Questo significa che, pur nell’ambito di condizioni apparentemente normali, piccole variazioni del numero di piastrine e globuli bianchi corrispondono a un diverso stato infiammatorio, che può essere favorevolmente influenzato dalla dieta mediterranea. Non sappiamo ancora se una condizione infiammatoria silente che ci portiamo dietro per anni possa essere associata ad un diverso rischio di patologie. Il sospetto esiste, ma chiarirlo rappresenta di certo la nostra prossima sfida”.

“Le nostre analisi – dice ancora Bonaccio – indicano che un ruolo fondamentale è giocato proprio dal contenuto antiossidante e dalle fibre di cui questo modello alimentare è particolarmente ricco”.
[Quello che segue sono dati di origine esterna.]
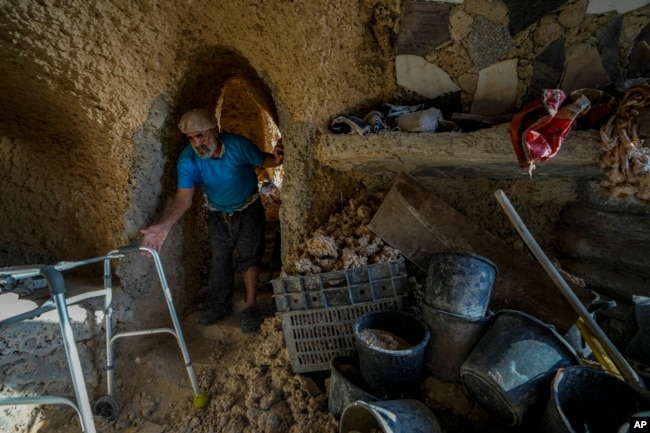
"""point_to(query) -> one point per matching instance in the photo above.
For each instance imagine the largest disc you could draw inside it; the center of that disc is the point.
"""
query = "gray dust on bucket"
(392, 374)
(393, 416)
(460, 282)
(589, 399)
(452, 339)
(510, 370)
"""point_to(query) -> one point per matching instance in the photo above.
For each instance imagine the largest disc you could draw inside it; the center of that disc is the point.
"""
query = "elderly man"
(223, 164)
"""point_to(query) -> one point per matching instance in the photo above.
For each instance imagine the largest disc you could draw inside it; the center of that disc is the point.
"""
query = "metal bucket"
(593, 400)
(392, 374)
(452, 339)
(510, 370)
(393, 416)
(347, 385)
(460, 282)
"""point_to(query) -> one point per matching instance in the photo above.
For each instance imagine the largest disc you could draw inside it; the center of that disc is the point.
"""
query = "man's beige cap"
(197, 120)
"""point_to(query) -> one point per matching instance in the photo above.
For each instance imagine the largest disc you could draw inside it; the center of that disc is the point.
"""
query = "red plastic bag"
(538, 131)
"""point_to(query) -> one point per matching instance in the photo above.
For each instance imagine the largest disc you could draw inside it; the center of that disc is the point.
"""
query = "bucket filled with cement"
(391, 346)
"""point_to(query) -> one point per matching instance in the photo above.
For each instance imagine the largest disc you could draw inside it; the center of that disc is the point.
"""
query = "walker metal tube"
(57, 287)
(625, 368)
(172, 311)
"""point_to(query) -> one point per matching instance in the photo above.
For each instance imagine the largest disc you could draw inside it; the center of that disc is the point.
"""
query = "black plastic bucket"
(452, 339)
(392, 374)
(510, 370)
(347, 385)
(394, 416)
(460, 282)
(593, 400)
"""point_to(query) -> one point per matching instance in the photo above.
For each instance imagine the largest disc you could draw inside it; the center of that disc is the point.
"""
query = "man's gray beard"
(205, 152)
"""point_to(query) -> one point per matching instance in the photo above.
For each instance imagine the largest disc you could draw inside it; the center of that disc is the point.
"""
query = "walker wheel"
(106, 407)
(201, 400)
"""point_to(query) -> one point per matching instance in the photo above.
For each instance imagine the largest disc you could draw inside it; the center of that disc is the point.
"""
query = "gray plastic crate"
(314, 337)
(318, 311)
(338, 288)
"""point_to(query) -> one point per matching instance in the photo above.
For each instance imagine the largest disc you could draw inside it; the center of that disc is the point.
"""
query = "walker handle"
(129, 249)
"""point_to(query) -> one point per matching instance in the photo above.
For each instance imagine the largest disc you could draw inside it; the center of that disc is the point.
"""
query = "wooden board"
(419, 224)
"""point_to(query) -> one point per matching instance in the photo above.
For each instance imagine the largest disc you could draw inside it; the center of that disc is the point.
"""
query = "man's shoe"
(251, 319)
(215, 314)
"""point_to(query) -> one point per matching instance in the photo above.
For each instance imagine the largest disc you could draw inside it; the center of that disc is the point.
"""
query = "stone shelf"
(483, 153)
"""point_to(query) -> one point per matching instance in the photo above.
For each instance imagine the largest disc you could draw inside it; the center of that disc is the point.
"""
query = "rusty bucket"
(460, 282)
(510, 370)
(452, 339)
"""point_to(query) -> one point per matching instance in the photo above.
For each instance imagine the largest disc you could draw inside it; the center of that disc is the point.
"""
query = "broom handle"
(616, 356)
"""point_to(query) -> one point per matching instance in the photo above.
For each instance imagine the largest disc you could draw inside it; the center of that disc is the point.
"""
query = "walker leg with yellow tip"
(107, 405)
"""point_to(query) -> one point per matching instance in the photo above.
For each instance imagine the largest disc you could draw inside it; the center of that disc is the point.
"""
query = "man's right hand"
(154, 236)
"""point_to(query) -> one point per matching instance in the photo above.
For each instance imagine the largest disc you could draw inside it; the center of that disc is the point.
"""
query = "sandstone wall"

“Questo studio – dice Edoardo Romoli, Direttore Sanitario dell’IRCCS Neuromed – dimostra come la nostra struttura voglia sempre di più avere una visione estremamente ampia della ricerca scientifica in medicina.

Lo studio di una popolazione così grande come quella esaminata dal Progetto Moli-sani, che da poco ha trovato la sua collocazione all’interno del nostro Istituto, ci proietta nella vera sfida della medicina del futuro: la prevenzione. Accanto ai nostri laboratori ed alle nostre risorse cliniche, entrambi di livello internazionale, studi di popolazione come questo permetteranno di dare un ulteriore contributo di Neuromed alla salute dei cittadini, non solo del Molise, ma di tutto il mondo”.